We had an issue with our ingestion process that would result in partitions being added to a table in Hive, but the path in HDFS didn't actually exist. We've fixed that issue, but we still have these bad partitions. When querying these tables using Tez, we get FileNotFound exception, pointing to the location in HDFS that doesn't exist. If we use MR instead of Tez, the query works (which is very confusing to me), but it's too slow.
Is there a way to list all the partitions that have this probem? MSCK REPAIR seems to handle the opposite problem, where the data exists in HDFS but there is no partition in Hive.
EDIT: More info.
Here's the output of the file not found exception:
java.io.FileNotFoundException: File hdfs://<server>/db/tables/2016/03/14/mytable does not exist.

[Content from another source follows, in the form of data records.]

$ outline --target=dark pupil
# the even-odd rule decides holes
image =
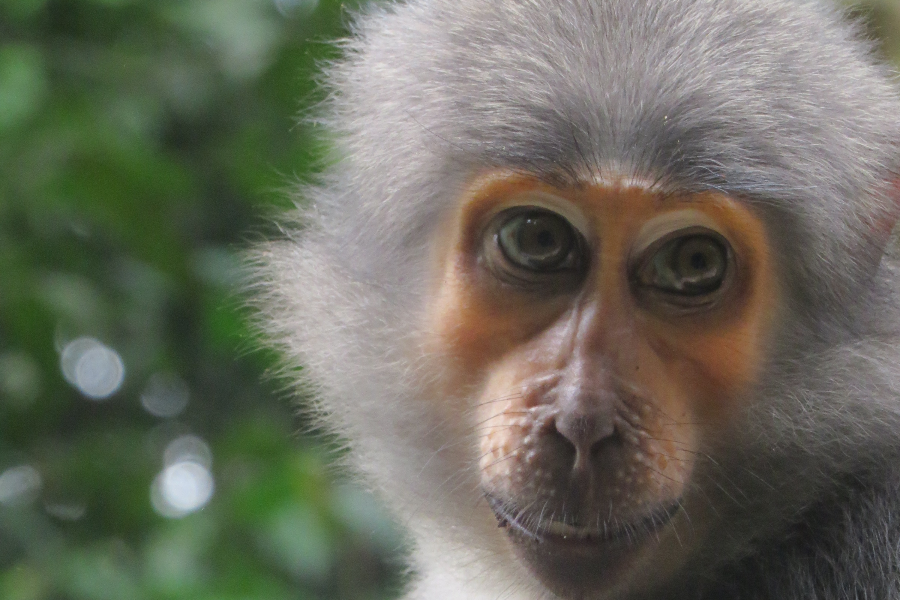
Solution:
[[[556,236],[553,235],[552,231],[545,229],[538,234],[538,244],[540,244],[544,248],[552,246],[555,243],[556,243]]]
[[[698,271],[706,268],[706,256],[697,252],[691,257],[691,266]]]
[[[672,287],[685,293],[716,290],[725,275],[726,252],[718,240],[688,236],[677,241],[671,264]]]
[[[536,271],[560,268],[575,244],[572,226],[545,211],[514,216],[500,228],[498,238],[510,262]]]

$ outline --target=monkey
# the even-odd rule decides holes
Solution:
[[[326,67],[268,343],[407,600],[900,598],[900,94],[819,0],[408,0]]]

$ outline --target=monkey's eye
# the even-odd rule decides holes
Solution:
[[[494,217],[485,236],[491,271],[515,285],[556,286],[559,277],[581,273],[584,242],[561,215],[538,207],[516,207]]]
[[[641,291],[684,307],[702,307],[718,296],[732,262],[724,239],[712,232],[691,232],[654,246],[634,276]]]
[[[532,271],[567,266],[576,234],[569,222],[548,210],[513,215],[497,231],[497,243],[511,263]]]

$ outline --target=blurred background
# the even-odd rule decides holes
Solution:
[[[0,600],[397,597],[235,291],[357,7],[0,0]],[[900,0],[853,10],[900,64]]]

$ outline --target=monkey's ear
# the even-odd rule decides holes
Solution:
[[[874,215],[869,232],[872,244],[881,253],[889,250],[887,246],[894,239],[891,234],[900,222],[900,176],[888,184],[887,199],[887,205]]]

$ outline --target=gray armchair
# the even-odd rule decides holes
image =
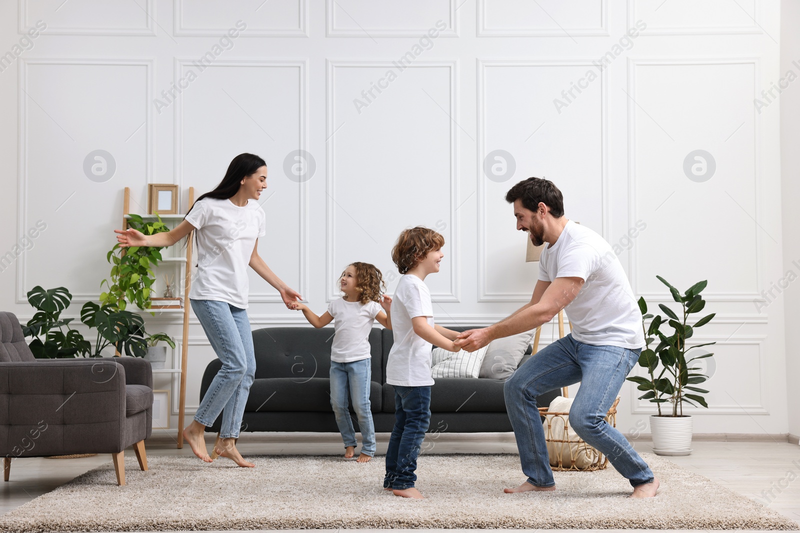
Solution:
[[[4,478],[18,457],[110,453],[125,484],[125,448],[147,470],[153,372],[132,357],[35,359],[17,316],[0,312],[0,454]]]

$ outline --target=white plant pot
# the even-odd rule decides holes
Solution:
[[[691,416],[650,416],[653,451],[658,455],[688,455],[692,452]]]
[[[145,359],[150,362],[153,368],[164,368],[166,364],[166,346],[150,346],[147,348]]]

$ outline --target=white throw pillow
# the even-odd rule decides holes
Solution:
[[[547,412],[568,413],[574,400],[574,398],[556,396],[547,408]],[[558,415],[546,416],[543,423],[545,436],[554,440],[570,441],[569,443],[547,442],[547,453],[550,455],[550,466],[558,466],[560,456],[561,465],[566,468],[569,468],[572,464],[576,468],[587,468],[597,461],[598,452],[585,442],[578,443],[578,440],[580,437],[570,424],[567,424],[566,431],[565,431],[564,418],[565,416]],[[550,425],[549,433],[548,424]]]
[[[448,352],[443,348],[434,348],[430,360],[430,377],[477,378],[488,348],[484,346],[471,353],[466,350]]]

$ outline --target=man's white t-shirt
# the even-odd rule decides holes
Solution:
[[[381,304],[371,300],[362,304],[338,298],[328,304],[335,332],[330,360],[350,363],[370,357],[370,332],[375,316],[382,310]]]
[[[564,308],[572,337],[585,344],[644,348],[642,312],[610,245],[589,228],[568,221],[539,259],[539,279],[581,277],[586,282]],[[393,320],[394,322],[394,320]]]
[[[392,298],[392,333],[394,344],[386,362],[386,383],[402,387],[433,385],[430,356],[433,346],[414,332],[411,319],[425,316],[434,326],[430,291],[414,274],[404,274]]]
[[[246,309],[247,268],[255,241],[266,235],[266,216],[250,198],[239,207],[230,198],[203,198],[186,221],[197,229],[198,272],[189,297],[215,300]]]

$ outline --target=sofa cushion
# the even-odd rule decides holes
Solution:
[[[381,384],[370,384],[370,410],[380,412]],[[392,404],[394,405],[394,404]],[[353,412],[353,402],[349,402]],[[247,398],[247,412],[333,412],[330,406],[330,380],[314,377],[309,380],[298,378],[256,379],[250,387]],[[312,431],[312,430],[309,430]]]
[[[125,386],[125,416],[130,416],[153,405],[153,389],[146,385]]]

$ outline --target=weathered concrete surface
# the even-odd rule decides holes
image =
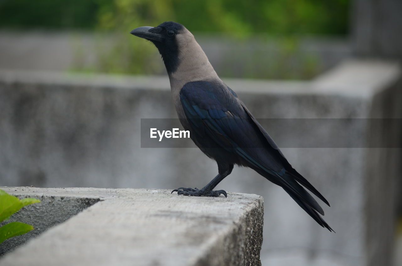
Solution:
[[[26,197],[33,191],[38,190],[24,187],[3,188],[20,198]],[[0,226],[2,226],[10,222],[21,222],[31,225],[35,229],[0,243],[0,256],[14,250],[30,238],[37,237],[49,228],[62,223],[99,201],[98,195],[84,196],[76,192],[71,193],[71,190],[62,190],[66,192],[60,192],[55,195],[43,193],[46,192],[46,190],[42,191],[42,193],[39,193],[38,190],[34,196],[40,200],[40,203],[24,207],[23,211],[19,211],[12,215],[8,221],[0,223]]]
[[[400,91],[400,73],[393,62],[350,61],[311,82],[224,81],[258,119],[401,118],[402,101],[395,93]],[[216,174],[215,163],[197,148],[141,147],[140,118],[176,117],[166,78],[2,72],[0,88],[2,184],[200,187]],[[373,113],[377,108],[384,111]],[[354,128],[302,131],[263,125],[279,147],[289,139],[336,139]],[[401,147],[398,132],[379,128],[346,137],[365,147],[377,132]],[[323,206],[324,218],[336,233],[318,225],[280,188],[252,170],[235,168],[217,188],[264,197],[263,264],[355,266],[366,265],[371,256],[386,262],[392,256],[381,254],[393,244],[394,221],[393,207],[388,211],[384,207],[390,206],[390,186],[400,175],[392,164],[386,178],[378,173],[384,161],[400,162],[400,156],[375,156],[368,148],[281,149],[330,202],[330,208]],[[376,215],[379,209],[383,215]],[[381,234],[381,226],[386,233]]]
[[[352,43],[360,57],[402,60],[402,1],[355,0]]]
[[[2,189],[39,198],[100,200],[7,254],[0,260],[2,266],[260,265],[263,211],[257,195],[231,192],[225,198],[179,196],[161,189]],[[41,218],[46,217],[35,219]]]

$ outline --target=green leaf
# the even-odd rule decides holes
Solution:
[[[20,200],[0,189],[0,222],[7,219],[24,206],[38,202],[40,202],[40,201],[30,198]]]
[[[19,222],[12,222],[0,227],[0,243],[8,238],[19,235],[33,229],[30,225]]]
[[[18,198],[0,189],[0,221],[18,211],[23,205]]]
[[[38,199],[33,198],[23,198],[21,200],[21,203],[23,204],[23,207],[26,206],[27,205],[29,205],[30,204],[32,204],[33,203],[36,203],[41,202],[41,201]]]

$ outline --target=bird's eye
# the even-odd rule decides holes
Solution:
[[[168,33],[167,33],[168,36],[169,36],[170,37],[171,37],[172,36],[174,35],[175,33],[174,32],[174,31],[173,31],[173,30],[169,30],[168,31]]]

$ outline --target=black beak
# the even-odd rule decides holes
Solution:
[[[160,34],[159,34],[157,32],[150,32],[150,30],[154,29],[153,27],[148,27],[144,26],[136,28],[130,32],[133,35],[140,38],[143,38],[144,39],[149,41],[156,41],[161,42],[163,40],[163,37]],[[157,32],[158,31],[154,31]]]

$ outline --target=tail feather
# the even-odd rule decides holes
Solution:
[[[275,176],[271,175],[260,169],[254,170],[268,180],[282,187],[295,201],[318,224],[322,227],[327,228],[330,231],[335,232],[320,216],[320,214],[324,215],[324,211],[321,206],[298,182],[299,182],[301,184],[304,186],[320,199],[322,200],[323,201],[329,205],[328,201],[301,175],[299,174],[303,179],[298,178],[297,177],[295,176],[295,175],[287,172],[283,176],[277,175],[277,176]],[[316,192],[315,192],[314,191]]]
[[[324,215],[324,210],[317,201],[302,186],[295,181],[292,176],[287,174],[285,174],[283,176],[278,176],[284,181],[283,183],[284,185],[282,186],[284,189],[286,188],[287,190],[287,190],[287,192],[289,190],[289,192],[294,194],[301,200],[307,203],[311,207],[318,211],[321,215]]]
[[[301,199],[298,196],[292,191],[289,191],[287,188],[283,188],[283,189],[299,205],[299,206],[301,207],[309,215],[311,216],[318,224],[322,227],[326,228],[330,232],[335,232],[335,231],[326,223],[326,222],[324,221],[324,219],[315,211],[312,209],[312,207],[309,206],[308,204]]]
[[[310,184],[310,182],[309,182],[307,179],[303,177],[303,176],[298,173],[296,170],[292,168],[291,172],[287,172],[291,175],[291,176],[296,179],[298,182],[303,185],[304,187],[310,190],[312,193],[318,197],[324,203],[328,205],[328,206],[330,207],[328,201],[326,200],[326,199],[324,198],[324,196],[321,194],[321,193],[320,193],[315,187],[313,186],[312,185]]]

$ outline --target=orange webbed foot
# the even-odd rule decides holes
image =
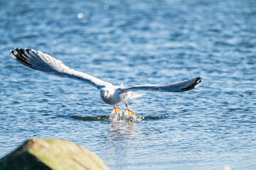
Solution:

If I run show partitions <db.mytable>, I'll get all the partitions, including one for dt=2016-03-14.
show table extended like '<db.mytable>' partition(dt='2016-03-14' returns the same location:
location:hdfs://server/db/tables/2016/03/14/mytable.
MSCK REPAIR TABLE <tablename> does not provide this facility and I also face this same issue and I found solution for this,
As we know 'msck repair' command add partitions based on directory, So first drop all partitions
hive>ALTER TABLE mytable drop if exists partitions(p<>'');
above command remove all partitions ,
then use msck repair command then it will create partition from directory present at table location.
hive>msck repair table mytable
It seem MSCK REPAIR TABLE does not drop partitions that point to missing directories, but it does list these partitions (see Partitions not in metastore:), so with a little scripting / manual work, you can drop them based on the given list.
hive> create table mytable (i int) partitioned by (p int);
OK
Time taken: 0.539 seconds
hive> !mkdir mytable/p=1;
hive> !mkdir mytable/p=2;
hive> !mkdir mytable/p=3;
hive> msck repair table mytable;
OK
Partitions not in metastore: mytable:p=1 mytable:p=2 mytable:p=3
Repair: Added partition to metastore mytable:p=1
Repair: Added partition to metastore mytable:p=2
Repair: Added partition to metastore mytable:p=3
Time taken: 0.918 seconds, Fetched: 4 row(s)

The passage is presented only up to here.